CHAMBA Altar Power Figure with Paddle Hands (Nigeria, 1st half 20th cent, 46 cm, wood/camwood)
This highly abstracted wooden figure features a long, slightly curved torso, a prominent sagittal crest on the head, and distinctive, massive, paddle-like hands that flank its body. The wood is entirely covered in a thick, dry, reddish-brown crust, indicating heavy ritual application of camwood and oil.
1. Aesthetic style — the paddle-hand abstraction of the Chamba
The Chamba people of the Benue River Basin are masters of sculptural reduction, and this figure is a quintessential example of their unique formal vocabulary. The defining characteristic of this style is the complete abstraction of the arms and hands into massive, flat, spade-like appendages that extend parallel to the torso. The face is barely suggested beneath the sweeping dome of the head. This extreme, heavy-set cubism prioritizes the symbolic, sweeping gesture of the arms over any attempt at anatomical realism, creating a form of raw, imposing weight.

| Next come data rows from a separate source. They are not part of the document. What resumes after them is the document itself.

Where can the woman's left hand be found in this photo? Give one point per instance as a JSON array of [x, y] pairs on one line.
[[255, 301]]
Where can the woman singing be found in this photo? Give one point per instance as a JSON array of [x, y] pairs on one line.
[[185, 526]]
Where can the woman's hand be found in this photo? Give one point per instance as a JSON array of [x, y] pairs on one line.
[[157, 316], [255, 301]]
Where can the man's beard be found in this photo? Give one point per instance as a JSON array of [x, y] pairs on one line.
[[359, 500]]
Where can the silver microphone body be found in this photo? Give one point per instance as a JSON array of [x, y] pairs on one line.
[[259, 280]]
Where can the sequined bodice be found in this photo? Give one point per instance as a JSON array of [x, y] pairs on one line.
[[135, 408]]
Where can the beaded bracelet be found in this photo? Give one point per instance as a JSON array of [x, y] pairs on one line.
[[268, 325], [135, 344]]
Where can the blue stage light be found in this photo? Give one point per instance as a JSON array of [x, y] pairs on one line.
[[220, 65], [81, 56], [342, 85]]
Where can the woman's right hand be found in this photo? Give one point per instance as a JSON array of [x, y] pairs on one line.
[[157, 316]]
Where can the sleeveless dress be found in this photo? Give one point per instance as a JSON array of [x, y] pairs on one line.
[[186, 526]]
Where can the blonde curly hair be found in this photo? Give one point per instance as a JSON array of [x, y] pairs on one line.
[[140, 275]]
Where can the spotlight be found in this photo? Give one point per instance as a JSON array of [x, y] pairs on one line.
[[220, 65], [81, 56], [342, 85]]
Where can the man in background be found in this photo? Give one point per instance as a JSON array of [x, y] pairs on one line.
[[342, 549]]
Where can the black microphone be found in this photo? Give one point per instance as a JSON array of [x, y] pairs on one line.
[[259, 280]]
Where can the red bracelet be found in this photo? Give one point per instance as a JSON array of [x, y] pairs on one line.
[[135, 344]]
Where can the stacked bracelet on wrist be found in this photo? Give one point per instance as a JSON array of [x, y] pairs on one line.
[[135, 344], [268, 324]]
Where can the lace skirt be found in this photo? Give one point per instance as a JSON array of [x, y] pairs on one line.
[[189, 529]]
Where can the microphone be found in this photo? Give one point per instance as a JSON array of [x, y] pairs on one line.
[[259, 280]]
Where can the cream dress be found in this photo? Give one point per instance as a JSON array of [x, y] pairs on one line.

2. Ritual function — bush spirits and the sweeping of malevolence
These statues are utilized in highly secretive divination and healing cults, often representing dangerous bush spirits (tau) that the Chamba believe cause illness or madness if left unappeased. The massive, paddle-like hands are not merely stylistic; they are deeply symbolic. In Chamba ritual thought, these hands are conceptually used by the spirit to "sweep away" evil, disease, and witchcraft from the village, or conversely, to capture and strike down enemies of the cult. Placed deep within dark shrines, they act as the heavy, immovable enforcers of the community's spiritual health.
3. Physical patina — camwood encrustation and shrine taphonomy
The extraordinary surface of this figure is the result of continuous, accumulative ritual feeding. The thick, reddish-brown patina is a hardened mixture of crushed camwood powder (tukula), palm oil, and earth. Because this piece was kept stationary in a shrine and never polished for public display, the encrustation has built up into a highly friable, dry crust that obscures the original chisel marks. The deep, dark oxidation of the exposed wood at the base confirms it was likely planted directly into the shrine floor for decades.
Summary
A formidable expression of Nigerian brutalist carving, this Chamba power figure utilizes massive, sweeping abstraction to convey raw spiritual force. Its iconic paddle-like hands and incredibly dense, red-wood crust make it a classic, museum-grade example of Benue Valley art.